Cette collaboration s’inscrit dans le Programme de partenariat d’État (SPP). Ce programme vise à renforcer la coopération en matière de sécurité. Il favorise aussi l’apprentissage mutuel entre les deux armées. Les chirurgiens burkinabè ont présenté des méthodes éprouvées sur le terrain. Leur expertise en traumatologie de guerre est reconnue dans la région.
Les exercices pratiques ont eu lieu dans des installations militaires américaines. Les participants ont travaillé sur des scénarios réalistes de blessures au combat. Les soldats américains ont pu observer des gestes techniques précis. Les échanges ont porté sur la gestion des hémorragies et des fractures ouvertes. Les Burkinabè ont également montré des techniques de stabilisation rapide.
La Garde nationale américaine a salué la qualité des démonstrations. Un officier américain a déclaré :
Ces compétences sont vitales pour sauver des vies sur le champ de bataille.
Les deux parties ont souligné l’importance de ces partages de savoir-faire. Le SPP existe depuis plusieurs années et inclut divers pays africains.

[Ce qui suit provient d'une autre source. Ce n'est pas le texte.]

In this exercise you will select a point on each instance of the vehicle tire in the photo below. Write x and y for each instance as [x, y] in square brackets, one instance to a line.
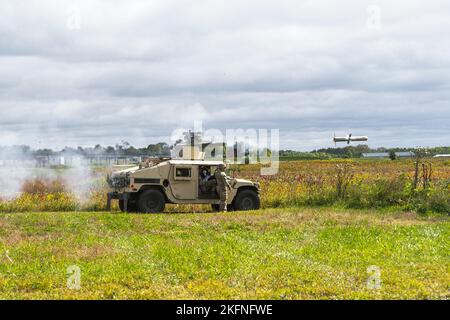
[247, 200]
[216, 207]
[132, 206]
[151, 201]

Le Burkina Faso fait face à des défis sécuritaires importants. Son armée a développé une expertise pointue en médecine de combat. Cette formation réciproque renforce les liens militaires bilatéraux. Elle permet aussi d’améliorer les capacités de réponse aux urgences. Les prochains échanges sont déjà en préparation dans le cadre du programme.
Les États-Unis et le Burkina Faso entretiennent une coopération militaire régulière. Ce type d’atelier pratique contribue à la professionnalisation des deux armées. Les chirurgiens burkinabè ont montré leur maîtrise des protocoles d’urgence. Leur savoir-faire est désormais intégré aux formations de la Garde nationale.